Later on, when she returned to the city, she put some designs together. “Before I knew it, some beautiful creations came out of them.” These designs, right from the idea to the final frame, would take only 15 to 20 minutes to create, she says. “I grew up being able to picturise designs in stones and other bases. Thus, ideas come to me just like that. I have pursued art for a long while and I am happy to say that I am inspired on my own,” says Jayanthi.

It could be a piece of wood or a small string that could inspire her to create the designs. “Not always do I have the plan ready. I like to keep my mind open to new ideas. Most of the shapes I have made are human forms or even fishes,” she adds.  She saw some designs on Pinterest after she created her own and has been drawn to create more ever since. “I’m always looking for more pebbles to work with. I have used strings and small twigs to complete the designs, but the pebbles create the frames,” she says.
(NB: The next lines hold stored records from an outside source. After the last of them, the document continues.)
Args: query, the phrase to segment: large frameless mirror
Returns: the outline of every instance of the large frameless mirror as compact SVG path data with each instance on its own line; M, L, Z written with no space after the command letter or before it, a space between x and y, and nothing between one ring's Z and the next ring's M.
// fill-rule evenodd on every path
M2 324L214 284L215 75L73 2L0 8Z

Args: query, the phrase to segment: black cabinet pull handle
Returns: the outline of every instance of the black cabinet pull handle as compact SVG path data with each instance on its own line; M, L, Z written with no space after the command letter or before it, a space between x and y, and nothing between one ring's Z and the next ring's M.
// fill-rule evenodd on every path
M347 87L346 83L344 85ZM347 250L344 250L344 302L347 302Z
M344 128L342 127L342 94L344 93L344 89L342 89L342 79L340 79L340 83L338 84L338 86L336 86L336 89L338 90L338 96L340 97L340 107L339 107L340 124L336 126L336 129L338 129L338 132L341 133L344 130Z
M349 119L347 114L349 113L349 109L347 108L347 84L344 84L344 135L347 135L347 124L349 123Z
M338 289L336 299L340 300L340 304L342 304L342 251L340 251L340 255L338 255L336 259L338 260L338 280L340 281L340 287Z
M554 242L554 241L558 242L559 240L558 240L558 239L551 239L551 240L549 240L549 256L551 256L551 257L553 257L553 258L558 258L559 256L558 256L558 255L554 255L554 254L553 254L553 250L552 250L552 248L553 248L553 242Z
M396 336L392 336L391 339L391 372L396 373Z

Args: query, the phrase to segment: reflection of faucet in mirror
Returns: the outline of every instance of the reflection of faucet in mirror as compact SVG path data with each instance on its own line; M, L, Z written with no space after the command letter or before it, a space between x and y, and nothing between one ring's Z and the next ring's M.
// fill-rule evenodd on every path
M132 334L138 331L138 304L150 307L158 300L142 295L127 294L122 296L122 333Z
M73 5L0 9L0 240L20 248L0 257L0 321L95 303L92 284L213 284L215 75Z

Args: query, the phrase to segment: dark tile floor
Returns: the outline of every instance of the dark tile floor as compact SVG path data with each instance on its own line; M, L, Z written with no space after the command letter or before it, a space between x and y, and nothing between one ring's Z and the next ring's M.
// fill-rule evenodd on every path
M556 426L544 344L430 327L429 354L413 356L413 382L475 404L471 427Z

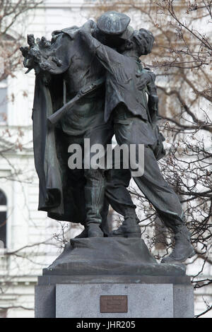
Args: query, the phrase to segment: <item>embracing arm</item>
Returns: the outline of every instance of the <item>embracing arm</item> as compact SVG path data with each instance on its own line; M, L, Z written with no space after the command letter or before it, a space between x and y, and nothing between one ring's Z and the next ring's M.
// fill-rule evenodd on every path
M114 64L123 56L114 49L104 45L91 35L92 30L81 29L79 33L89 52L95 54L104 67L110 73L114 73Z

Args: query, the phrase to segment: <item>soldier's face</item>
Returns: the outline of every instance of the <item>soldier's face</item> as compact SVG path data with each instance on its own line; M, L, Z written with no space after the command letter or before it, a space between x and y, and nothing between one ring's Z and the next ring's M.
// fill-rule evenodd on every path
M105 45L116 49L118 49L124 42L119 36L107 35L102 32L99 29L96 29L95 37Z

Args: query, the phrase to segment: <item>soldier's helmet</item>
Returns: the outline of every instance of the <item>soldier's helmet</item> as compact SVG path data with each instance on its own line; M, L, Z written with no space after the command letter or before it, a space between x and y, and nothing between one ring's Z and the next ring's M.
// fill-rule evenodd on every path
M99 17L97 26L104 34L128 39L134 32L134 29L129 25L130 20L130 18L126 14L107 11Z
M155 40L151 31L146 29L134 30L133 39L137 45L140 55L146 55L151 53Z

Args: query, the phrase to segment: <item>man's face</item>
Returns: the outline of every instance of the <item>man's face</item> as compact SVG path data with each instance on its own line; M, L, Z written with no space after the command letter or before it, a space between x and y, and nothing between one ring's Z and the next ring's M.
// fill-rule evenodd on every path
M118 35L107 35L102 32L99 29L96 29L95 37L104 45L109 46L117 51L125 43L125 41ZM118 51L119 52L119 51Z

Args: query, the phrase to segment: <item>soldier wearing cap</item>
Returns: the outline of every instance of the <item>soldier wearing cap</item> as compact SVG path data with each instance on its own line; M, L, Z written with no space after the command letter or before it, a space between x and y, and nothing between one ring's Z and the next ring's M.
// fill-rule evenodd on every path
M144 29L134 32L129 27L129 18L126 16L116 12L106 13L99 18L97 24L101 33L107 35L107 45L110 40L114 42L114 35L118 41L124 40L124 43L117 47L120 53L93 37L93 25L90 22L80 33L87 49L95 54L106 69L105 120L112 121L118 144L136 144L136 163L139 161L139 144L145 146L144 173L143 176L134 177L134 180L166 227L175 233L175 248L168 257L163 259L163 263L183 261L195 254L190 243L190 233L185 225L179 200L163 179L151 148L155 143L157 138L149 122L145 92L138 89L143 73L139 58L151 52L153 37ZM149 42L151 40L152 42ZM149 81L153 79L150 73L146 72L144 76ZM139 232L138 226L134 223L124 222L111 235L124 236L126 232L131 232L130 230L132 233Z

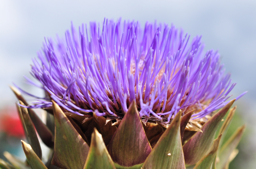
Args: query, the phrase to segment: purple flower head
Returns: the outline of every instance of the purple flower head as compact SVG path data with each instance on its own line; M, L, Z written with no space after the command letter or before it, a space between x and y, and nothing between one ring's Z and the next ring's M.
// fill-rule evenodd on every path
M71 24L65 38L45 39L31 71L42 87L27 78L67 111L121 118L134 100L144 121L168 123L179 111L196 109L195 119L227 103L236 84L217 52L204 53L201 36L191 40L173 25L143 28L121 19L88 27L78 32ZM28 107L52 106L42 98Z

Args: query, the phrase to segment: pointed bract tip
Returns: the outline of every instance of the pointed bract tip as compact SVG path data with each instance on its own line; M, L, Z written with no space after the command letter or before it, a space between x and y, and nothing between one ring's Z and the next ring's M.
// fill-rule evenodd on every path
M30 144L27 144L22 140L21 141L22 148L23 148L23 150L24 150L25 154L32 149L32 147Z
M10 85L9 85L9 87L16 96L21 96L21 93L16 88Z
M219 141L220 140L220 139L221 138L222 136L222 133L219 135L218 136L218 137L217 138L214 140L214 141L215 141L215 140L216 140L216 141L219 142Z

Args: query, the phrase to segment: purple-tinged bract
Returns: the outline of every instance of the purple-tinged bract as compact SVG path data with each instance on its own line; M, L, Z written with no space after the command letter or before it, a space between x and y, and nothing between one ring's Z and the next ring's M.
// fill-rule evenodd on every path
M166 24L107 19L98 25L77 32L71 25L65 39L46 39L39 61L33 60L32 75L67 111L121 118L135 100L144 121L168 123L179 111L196 109L197 118L227 103L235 84L219 53L204 52L200 36L191 40ZM43 98L28 107L52 106Z

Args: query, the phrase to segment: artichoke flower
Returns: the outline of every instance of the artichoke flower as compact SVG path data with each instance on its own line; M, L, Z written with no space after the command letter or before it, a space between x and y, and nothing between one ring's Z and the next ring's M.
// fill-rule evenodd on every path
M245 128L224 142L236 107L229 110L246 92L228 101L236 84L218 52L173 25L104 19L89 27L78 33L71 24L64 39L45 39L31 71L42 85L25 77L45 97L11 87L28 163L6 152L10 163L0 167L228 168ZM47 112L46 124L32 108ZM46 162L35 130L51 149Z

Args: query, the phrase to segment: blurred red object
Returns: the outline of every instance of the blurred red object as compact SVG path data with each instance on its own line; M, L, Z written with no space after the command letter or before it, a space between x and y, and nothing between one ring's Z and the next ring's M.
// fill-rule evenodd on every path
M8 136L23 138L25 134L17 110L6 107L0 111L0 132Z

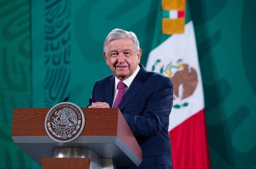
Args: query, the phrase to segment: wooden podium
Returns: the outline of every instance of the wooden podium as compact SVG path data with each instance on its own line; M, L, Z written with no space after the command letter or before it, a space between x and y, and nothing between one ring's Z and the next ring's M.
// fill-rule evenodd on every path
M78 137L65 143L53 141L45 132L45 118L49 110L16 108L13 112L12 140L42 169L89 169L92 168L93 162L98 166L93 168L101 168L104 167L102 163L107 163L109 159L117 167L140 163L141 149L118 108L81 108L85 117L85 128ZM54 155L65 150L78 150L86 155L80 158ZM99 158L91 158L95 155Z

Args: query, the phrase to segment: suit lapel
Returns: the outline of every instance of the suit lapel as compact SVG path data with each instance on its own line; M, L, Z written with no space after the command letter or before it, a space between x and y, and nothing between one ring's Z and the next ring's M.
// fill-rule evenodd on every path
M132 99L134 95L137 94L142 87L143 85L142 82L145 79L145 69L142 67L120 103L119 108L121 111L130 99Z

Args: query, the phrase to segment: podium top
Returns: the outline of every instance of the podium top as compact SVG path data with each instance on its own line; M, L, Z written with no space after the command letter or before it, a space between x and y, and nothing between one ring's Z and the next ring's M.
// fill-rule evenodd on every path
M52 157L60 148L80 148L93 151L102 158L114 158L117 166L139 165L142 150L118 108L81 108L85 124L76 139L60 143L50 139L45 129L50 108L14 110L14 142L40 165L42 157Z

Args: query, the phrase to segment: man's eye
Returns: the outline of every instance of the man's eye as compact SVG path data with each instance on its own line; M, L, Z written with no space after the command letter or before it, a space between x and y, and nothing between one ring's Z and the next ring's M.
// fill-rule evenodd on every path
M124 56L126 56L126 57L129 57L130 56L130 53L129 52L125 52L124 53Z
M116 56L117 56L117 55L118 55L117 53L111 53L111 57L116 57Z

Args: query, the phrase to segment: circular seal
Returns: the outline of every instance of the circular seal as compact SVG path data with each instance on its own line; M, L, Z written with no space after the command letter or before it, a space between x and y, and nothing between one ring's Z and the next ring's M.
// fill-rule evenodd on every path
M70 102L62 102L48 111L45 119L45 129L53 140L67 142L80 135L85 123L85 115L80 107Z

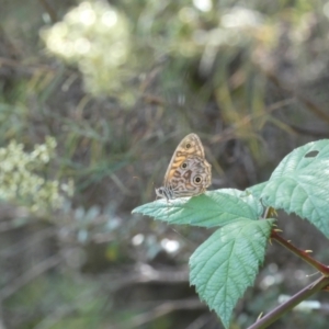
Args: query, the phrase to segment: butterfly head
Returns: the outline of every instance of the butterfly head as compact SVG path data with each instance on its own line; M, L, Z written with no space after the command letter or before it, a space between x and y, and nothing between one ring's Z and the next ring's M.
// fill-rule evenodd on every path
M172 191L166 186L156 189L156 194L157 194L157 197L160 197L160 198L167 198L167 200L173 198Z

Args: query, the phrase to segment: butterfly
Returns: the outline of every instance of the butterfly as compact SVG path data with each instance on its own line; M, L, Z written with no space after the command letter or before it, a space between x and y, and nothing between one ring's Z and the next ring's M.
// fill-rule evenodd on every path
M167 169L163 186L156 189L158 197L167 200L195 196L212 183L212 166L204 157L196 134L185 136L173 152Z

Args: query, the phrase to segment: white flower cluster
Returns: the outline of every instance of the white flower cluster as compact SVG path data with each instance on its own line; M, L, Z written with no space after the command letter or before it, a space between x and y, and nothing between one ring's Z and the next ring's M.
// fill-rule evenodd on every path
M36 145L30 154L14 140L0 148L0 198L33 212L60 207L64 202L60 191L71 194L72 184L41 177L54 157L55 148L56 140L52 137L47 137L45 144Z

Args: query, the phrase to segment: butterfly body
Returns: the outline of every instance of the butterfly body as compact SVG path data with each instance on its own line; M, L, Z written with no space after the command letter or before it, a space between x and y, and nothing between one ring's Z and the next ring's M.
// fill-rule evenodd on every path
M156 189L159 197L167 200L195 196L212 183L212 166L204 157L197 135L190 134L177 147L167 169L163 186Z

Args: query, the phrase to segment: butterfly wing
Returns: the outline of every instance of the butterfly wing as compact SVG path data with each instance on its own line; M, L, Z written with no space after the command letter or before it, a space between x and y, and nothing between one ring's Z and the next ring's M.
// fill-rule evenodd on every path
M177 169L183 163L185 159L191 156L197 156L204 159L203 145L198 136L195 134L189 134L188 136L185 136L175 148L164 174L164 186L168 186L169 181L173 178Z

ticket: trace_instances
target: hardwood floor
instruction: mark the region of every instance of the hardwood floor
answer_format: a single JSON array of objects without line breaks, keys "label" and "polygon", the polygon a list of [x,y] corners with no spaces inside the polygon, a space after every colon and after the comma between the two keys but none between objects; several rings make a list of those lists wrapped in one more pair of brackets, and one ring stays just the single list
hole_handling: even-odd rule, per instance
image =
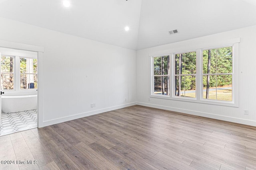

Spice art, on the other hand, is a more tedious and time-taking process, she says. “The world of spices is as mystical in appearance as it is in terms of aromas and flavours. They have beautiful textures and all of them create a different story each time,” she says.

Jayanthi adds that she experiments with spices like cloves, nutmeg, cinnamon, small chillies, coriander leaves, curry leaves, anise seeds and mustard. “Each of them add to the detailing of the work. I add a spice according to the design that comes to my mind and develop it accordingly.”

Jayanthi works on her art only during the nights. “I do not like to be disturbed at all when I am working on these frames. When I am engaged in spice art, I place all the spices around the paperboard that I am going to work on,” she says. Just as in pebble art, these spices are stuck together to complete the frame. “But what is different here is that I take extra care to keep the spices moisture free. For this, I either leave them in some paperbooks or place them between tissue paper and iron them. I also iron spices like the nutmeg flower to bend it. The best part about working with these spices is that they are easily available and are dried, thus ready to use,” she says.

It was art with dried flowers and leaves that inspired Jayanthi to take up spice art. “I saw the possibilities with each of these spices and how they could be used to create nature-friendly designs. I especially like the star anise which has a nice and unique flower shape. These spices can inspire any artistic person to create wonderful designs,” she says with a smile.

“Often people are surprised as to how I make time in between my schedule for them, but the fact is that the artworks help me stay calm.” Jayanthi has been appreciated for her talents and often people have requested her to make these frames for them.
“Most people are baffled to see that these works are made of spices. A friend of mine who owns a restaurant has asked me to make a large frame for her and I am looking forward to creating it,” says Jayanthi.